Throughout the project however, I have been mystified and dismayed by the approach that Trustee Mauk and his committee have taken. Frankly, you, the residents, deserved better. You certainly paid enough for consultants and studies to get a better process.
I am writing to correct the numerous false statements made by Trustee John Mauk that were published in this newspaper. I write to clear the name and reputation of our firm, which my mother has spent more than 25 years building. As importantly, I am writing out of respect for the numerous people who believe in Canus and the project that we proposed with the CSSP. It pains me to think that Trustee Mauk's self-serving and false remarks would be the last word that the village's good residents receive. The optimism and vision of the community deserves better recognition by the Mauk committee. Unfortunately, the Mauk committee's outlook and process was designed to squelch creativity, by declaring it "complex" and stifle public participation by declaring a winner, before any public participation was allowed.
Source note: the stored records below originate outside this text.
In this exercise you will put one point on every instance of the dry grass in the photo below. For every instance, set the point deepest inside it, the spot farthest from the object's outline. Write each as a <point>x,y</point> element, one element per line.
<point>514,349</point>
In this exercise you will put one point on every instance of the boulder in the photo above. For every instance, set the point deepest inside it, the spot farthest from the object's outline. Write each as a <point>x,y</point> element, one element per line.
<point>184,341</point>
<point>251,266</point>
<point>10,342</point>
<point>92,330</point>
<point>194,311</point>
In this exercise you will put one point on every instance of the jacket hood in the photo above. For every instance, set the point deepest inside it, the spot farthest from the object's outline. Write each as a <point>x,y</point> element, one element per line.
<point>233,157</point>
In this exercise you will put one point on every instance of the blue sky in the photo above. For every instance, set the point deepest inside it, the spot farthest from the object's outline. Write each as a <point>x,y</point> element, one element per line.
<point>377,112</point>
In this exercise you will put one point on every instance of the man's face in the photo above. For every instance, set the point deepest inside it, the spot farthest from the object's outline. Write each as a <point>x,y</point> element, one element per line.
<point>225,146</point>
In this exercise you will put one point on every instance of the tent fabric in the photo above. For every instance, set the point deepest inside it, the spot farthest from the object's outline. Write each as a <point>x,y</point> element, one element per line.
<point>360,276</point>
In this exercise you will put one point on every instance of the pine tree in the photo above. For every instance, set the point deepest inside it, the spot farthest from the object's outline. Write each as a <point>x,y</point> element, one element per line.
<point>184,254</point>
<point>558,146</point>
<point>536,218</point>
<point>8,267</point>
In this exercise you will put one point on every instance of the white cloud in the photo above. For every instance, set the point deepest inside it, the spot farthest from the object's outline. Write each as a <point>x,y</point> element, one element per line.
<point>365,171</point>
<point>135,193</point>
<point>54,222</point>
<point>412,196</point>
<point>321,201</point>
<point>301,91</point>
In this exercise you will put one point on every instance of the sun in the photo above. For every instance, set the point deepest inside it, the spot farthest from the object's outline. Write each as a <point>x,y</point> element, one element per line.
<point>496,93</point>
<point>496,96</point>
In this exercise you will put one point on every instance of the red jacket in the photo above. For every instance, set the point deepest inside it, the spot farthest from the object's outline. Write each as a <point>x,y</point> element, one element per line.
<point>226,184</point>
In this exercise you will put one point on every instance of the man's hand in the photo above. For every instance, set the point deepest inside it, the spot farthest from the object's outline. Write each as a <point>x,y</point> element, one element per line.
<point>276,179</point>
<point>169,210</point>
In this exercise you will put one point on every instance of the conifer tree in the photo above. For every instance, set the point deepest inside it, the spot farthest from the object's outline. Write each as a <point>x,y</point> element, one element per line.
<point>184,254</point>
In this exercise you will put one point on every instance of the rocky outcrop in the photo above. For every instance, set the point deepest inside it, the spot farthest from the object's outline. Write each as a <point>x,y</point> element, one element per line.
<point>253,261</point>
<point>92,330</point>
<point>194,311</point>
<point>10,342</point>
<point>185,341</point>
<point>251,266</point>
Trustee Mauk has made a number of false and misleading comments in his remarks. Canus has advised the village that we consider his comments to be damaging and defamatory. Specifically, we correct the following:
Canus does have the experience to complete the St. Paul's project. In fact, Canus likely had the most experience in restoring historic properties of this size. Canus has developed numerous historic properties, has won numerous awards for historic preservation and has successfully completed projects of greater scale than St. Paul's. It is suspicious and bewildering that the Mauk committee would consider Canus experienced enough to be a finalist in their process and yet suddenly declare Canus inexperienced when they made their final decision.
The Canus/CSSP proposal is open for review by village residents. Interested reviewers will see that the Canus proposal clearly outlines an annual payment of $1 million a year for 20 years, at which time Canus will transfer the property back to the village, and the village will become the sole beneficiary of all revenue from the project. Not the 99 years that Trustee Mauk cites-a blatant misrepresentation of our proposal. It is a disgrace that after spending over $160,000 of taxpayer money for consultant assistance, and spending a year making a decision, Trustee Mauk could miss such a fundamental point.
Trustee Mauk contends that Canus would not guarantee that our lender would subordinate their loan to the village. This is only partially true. We stated that until we were designated the developer and had time to work with our lender on the actual financials, there was no way to tell for sure whether the lender would subordinate or not. We were very honest with the village in all our responses. The reason being, making a $50 million loan inferior to a $20 million leasehold is not a typical practice and requires close collaboration and negotiation with the lender. A sophisticated real estate professional should have known that this is not a question that is "ripe" at this point in the project.
There are more points made by Trustee Mauk that I could show are false and misleading. However, as my father is fond of saying: "When the clock strikes 13, the other 12 are in doubt."
For those citizens who are still scratching their heads wondering what this all means, allow me to clarify. This has little to do with lease subordination, development experience and real estate proformas. The redevelopment of the St. Paul's property is a difficult proposition no matter who takes it on. It will be a very difficult project with numerous obstacles, pitfalls and trials. Who is better suited to navigate those trials over a long term? The Mauk committee decided that the best group to navigate the course would be a large public real estate investment trust. They have a large corporate balance sheet; therefore, they must be able to do this project.
I respectfully disagree. Dr. Margaret Mead put it this way: "A small group of thoughtful people could change the world. Indeed, it's the only thing that ever has." When you put that potent force together with a medium-sized business that truly lives and breathes with their bottom line; then you have a force that is motivated to overcome all obstacles.
I hope the brighter lights in Garden City realize that embracing the passion and dedication of their population is the only true way they will succeed at St. Paul's.